1. Poe wanted to increase Montresor's difficulties in consumating his crime by making the victim conspicuous, even having bells on his cap.
2. People choose masquerade costumes to suit their characters. Fortunato likes to make jests like the court jesters of old. Some of these can be cruel. No doubt Fortunato's jests are among the "thousand injuries" Montresor has suffered.
3. Poe describes the costume as "tight-fitting." This would show that Fortunato is unarmed, while Montresor has a sword under his cloak.
4. The tight-fitting costume made it easy to confine Fortunato tightly against the wall with two lengths of chain only two feet apart. This would prevent Fortunato from interfering with the wall-building in that very confined space. If Fortunato had been wearing a cloak or heavier clothing, there might have been a danger of his slipping out of the single chain around his waist.

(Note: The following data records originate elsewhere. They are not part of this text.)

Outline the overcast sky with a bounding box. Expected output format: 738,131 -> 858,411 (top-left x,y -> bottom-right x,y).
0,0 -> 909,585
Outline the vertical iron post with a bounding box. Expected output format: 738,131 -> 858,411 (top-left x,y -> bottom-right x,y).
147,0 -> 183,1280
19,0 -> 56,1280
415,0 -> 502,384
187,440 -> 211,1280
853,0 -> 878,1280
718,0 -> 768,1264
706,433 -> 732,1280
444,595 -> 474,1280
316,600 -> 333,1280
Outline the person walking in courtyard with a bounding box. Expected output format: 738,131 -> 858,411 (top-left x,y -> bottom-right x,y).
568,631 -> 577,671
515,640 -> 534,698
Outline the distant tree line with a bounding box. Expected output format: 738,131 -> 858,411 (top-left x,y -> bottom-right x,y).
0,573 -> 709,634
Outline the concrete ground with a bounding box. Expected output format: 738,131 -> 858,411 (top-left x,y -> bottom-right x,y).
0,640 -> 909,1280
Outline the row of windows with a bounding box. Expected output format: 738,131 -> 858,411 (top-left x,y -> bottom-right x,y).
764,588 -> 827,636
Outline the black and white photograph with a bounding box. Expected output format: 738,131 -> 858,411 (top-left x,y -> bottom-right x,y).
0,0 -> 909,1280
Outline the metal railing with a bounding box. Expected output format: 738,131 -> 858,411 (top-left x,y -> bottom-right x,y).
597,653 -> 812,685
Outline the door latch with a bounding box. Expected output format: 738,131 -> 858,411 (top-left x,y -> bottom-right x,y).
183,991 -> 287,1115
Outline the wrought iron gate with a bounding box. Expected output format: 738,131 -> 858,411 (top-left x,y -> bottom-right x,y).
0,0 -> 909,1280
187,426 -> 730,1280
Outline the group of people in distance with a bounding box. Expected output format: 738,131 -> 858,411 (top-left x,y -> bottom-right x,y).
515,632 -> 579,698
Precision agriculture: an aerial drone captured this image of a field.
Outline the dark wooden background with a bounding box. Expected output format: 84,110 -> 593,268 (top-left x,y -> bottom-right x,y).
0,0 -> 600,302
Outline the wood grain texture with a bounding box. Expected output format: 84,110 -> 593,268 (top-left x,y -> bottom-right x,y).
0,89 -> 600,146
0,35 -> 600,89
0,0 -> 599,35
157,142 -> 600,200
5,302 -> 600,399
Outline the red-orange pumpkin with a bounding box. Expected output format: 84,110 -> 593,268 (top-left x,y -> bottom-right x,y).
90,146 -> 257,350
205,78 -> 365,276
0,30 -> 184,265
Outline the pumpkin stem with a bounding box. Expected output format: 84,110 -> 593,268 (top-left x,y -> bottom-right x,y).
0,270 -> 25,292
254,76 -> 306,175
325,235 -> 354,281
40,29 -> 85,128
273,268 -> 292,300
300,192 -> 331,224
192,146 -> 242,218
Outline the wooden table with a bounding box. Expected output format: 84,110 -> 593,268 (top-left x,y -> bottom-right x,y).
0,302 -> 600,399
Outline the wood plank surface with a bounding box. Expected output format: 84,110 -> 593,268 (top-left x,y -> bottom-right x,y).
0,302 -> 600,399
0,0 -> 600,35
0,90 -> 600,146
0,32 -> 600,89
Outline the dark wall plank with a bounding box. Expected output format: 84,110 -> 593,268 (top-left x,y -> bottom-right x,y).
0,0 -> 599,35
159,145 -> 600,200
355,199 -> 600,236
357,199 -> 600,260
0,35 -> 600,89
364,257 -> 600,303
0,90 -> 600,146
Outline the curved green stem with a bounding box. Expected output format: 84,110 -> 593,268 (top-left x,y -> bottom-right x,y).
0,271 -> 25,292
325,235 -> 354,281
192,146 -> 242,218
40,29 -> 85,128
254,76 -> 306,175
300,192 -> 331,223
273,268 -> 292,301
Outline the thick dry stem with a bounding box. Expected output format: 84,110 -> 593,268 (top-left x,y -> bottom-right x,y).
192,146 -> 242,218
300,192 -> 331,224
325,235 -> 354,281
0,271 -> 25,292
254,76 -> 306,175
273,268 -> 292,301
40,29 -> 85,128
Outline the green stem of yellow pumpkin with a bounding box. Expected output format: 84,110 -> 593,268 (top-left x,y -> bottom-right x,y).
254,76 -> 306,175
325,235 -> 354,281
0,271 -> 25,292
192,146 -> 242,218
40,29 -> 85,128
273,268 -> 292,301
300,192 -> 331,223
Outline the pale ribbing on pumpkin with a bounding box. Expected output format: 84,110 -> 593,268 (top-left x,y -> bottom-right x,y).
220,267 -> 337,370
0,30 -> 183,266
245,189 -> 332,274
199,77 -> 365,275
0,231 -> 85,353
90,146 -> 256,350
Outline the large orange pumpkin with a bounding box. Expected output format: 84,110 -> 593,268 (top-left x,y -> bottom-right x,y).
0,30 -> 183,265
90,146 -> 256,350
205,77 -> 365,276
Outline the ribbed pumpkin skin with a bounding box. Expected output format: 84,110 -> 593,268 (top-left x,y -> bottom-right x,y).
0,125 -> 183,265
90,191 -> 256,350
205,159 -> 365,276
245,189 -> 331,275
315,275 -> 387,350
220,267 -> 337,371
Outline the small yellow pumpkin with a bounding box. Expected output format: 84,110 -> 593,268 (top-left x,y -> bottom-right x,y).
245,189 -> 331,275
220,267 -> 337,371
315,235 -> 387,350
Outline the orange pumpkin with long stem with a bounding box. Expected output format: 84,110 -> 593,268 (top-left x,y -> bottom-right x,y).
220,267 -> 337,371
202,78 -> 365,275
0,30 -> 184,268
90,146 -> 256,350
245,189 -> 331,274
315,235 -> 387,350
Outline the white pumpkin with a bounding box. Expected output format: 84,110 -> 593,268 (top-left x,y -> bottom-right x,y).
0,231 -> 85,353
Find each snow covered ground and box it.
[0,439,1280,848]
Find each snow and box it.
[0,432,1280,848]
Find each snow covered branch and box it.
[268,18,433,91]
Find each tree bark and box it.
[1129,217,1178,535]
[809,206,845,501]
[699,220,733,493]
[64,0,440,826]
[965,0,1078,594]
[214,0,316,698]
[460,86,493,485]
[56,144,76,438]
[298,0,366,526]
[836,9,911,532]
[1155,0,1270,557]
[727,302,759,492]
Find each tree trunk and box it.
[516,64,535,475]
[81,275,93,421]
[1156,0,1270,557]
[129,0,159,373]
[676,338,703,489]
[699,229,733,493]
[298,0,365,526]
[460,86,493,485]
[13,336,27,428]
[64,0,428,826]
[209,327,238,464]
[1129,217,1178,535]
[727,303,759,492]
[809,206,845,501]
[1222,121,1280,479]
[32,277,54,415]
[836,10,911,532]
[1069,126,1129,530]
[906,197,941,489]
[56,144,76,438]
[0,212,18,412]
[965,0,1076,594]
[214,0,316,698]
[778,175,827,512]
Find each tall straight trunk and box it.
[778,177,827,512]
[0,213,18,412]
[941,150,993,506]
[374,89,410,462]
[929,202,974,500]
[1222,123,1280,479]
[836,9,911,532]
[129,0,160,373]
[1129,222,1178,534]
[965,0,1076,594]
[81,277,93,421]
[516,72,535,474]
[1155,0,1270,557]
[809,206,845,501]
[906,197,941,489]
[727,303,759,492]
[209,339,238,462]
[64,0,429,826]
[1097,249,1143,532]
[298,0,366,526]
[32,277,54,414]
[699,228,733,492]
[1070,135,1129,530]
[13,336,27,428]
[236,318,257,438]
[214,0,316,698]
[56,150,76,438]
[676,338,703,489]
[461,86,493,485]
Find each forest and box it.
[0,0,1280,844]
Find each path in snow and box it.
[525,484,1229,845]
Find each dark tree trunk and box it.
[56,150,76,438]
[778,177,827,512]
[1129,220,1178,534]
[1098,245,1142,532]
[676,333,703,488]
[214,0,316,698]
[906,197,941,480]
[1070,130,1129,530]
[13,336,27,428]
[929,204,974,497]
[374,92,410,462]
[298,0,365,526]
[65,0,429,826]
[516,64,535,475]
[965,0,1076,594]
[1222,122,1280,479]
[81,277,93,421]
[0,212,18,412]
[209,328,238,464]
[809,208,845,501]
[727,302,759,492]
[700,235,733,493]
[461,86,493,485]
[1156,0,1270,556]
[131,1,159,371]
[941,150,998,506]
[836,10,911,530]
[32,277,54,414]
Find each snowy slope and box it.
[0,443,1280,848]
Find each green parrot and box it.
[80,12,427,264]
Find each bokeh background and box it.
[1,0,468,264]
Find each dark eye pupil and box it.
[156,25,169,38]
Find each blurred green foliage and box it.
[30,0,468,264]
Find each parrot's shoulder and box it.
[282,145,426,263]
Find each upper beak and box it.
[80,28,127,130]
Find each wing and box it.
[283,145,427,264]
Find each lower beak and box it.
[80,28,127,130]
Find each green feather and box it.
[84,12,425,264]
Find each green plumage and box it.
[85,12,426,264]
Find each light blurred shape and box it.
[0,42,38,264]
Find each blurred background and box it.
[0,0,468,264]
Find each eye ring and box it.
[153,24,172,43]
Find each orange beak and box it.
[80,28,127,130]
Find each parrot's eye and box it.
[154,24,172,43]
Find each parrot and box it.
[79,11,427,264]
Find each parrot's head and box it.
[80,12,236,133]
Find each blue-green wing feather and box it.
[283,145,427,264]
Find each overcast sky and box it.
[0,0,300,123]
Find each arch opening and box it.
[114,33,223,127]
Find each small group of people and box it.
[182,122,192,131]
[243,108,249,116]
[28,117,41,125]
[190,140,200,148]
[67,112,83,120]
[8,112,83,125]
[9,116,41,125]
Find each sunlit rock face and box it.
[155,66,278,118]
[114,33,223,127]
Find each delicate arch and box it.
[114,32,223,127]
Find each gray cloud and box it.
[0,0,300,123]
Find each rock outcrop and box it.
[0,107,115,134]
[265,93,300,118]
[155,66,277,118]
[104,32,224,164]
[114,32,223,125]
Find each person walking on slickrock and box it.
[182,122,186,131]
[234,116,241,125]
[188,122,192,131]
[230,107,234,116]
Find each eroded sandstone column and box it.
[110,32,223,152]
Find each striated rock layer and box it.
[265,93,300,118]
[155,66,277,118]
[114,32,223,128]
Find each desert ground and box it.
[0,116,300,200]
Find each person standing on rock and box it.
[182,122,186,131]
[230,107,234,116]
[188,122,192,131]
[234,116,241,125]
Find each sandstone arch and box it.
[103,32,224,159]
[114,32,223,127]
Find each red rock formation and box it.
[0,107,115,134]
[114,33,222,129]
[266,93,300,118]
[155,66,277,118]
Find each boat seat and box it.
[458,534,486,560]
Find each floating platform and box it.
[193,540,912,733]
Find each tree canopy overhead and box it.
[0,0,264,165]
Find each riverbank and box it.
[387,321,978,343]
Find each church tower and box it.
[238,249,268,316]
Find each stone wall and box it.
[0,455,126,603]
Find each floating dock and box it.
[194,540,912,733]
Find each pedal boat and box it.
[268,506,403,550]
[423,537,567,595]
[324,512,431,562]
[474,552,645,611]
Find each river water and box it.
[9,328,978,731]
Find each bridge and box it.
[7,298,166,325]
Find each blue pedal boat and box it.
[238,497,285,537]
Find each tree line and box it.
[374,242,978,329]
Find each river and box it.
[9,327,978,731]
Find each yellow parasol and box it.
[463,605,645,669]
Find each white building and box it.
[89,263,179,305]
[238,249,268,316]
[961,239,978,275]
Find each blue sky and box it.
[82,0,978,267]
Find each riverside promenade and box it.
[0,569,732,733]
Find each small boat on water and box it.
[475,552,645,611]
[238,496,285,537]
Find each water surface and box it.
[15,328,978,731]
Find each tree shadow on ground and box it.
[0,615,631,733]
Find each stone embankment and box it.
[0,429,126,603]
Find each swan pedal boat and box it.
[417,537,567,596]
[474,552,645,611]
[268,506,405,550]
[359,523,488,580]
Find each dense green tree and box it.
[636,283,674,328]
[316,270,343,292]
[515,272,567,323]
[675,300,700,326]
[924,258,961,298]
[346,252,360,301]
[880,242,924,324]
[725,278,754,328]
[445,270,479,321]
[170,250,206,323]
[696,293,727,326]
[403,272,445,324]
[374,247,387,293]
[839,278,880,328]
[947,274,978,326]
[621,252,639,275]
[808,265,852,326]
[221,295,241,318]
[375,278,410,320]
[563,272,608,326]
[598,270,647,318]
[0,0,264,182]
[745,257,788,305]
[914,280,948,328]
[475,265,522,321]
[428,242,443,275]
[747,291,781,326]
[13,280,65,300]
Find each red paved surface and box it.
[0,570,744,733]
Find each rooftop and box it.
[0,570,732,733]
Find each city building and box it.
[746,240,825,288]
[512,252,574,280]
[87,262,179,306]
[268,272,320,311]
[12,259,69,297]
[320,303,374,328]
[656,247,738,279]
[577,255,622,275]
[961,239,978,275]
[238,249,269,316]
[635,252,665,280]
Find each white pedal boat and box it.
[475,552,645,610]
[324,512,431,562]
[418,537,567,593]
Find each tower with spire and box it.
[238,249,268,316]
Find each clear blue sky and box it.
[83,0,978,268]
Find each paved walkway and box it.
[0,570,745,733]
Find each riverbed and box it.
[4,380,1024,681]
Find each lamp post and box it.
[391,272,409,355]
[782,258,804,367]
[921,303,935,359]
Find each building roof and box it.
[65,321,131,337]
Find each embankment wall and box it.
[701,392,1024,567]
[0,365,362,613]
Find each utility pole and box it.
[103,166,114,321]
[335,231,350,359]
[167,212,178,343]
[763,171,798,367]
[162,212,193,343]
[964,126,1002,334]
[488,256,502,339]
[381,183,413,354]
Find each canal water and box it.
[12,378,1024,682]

5. Fortunato is not a fool. Montresordescribes him as "a man to be respected and even feared." The costume characterizes him as a jokester, a man who enjoys playing jokes on people. At the end he pretends to believe Montresor is only playing a joke on him, and he compliments him on "a very clever jest," like a connoisseur of jests. He wants to give Montresor a plausible excuse for changing his mind and releasing him, although he does not not for a moment believe this entrapment is a jest.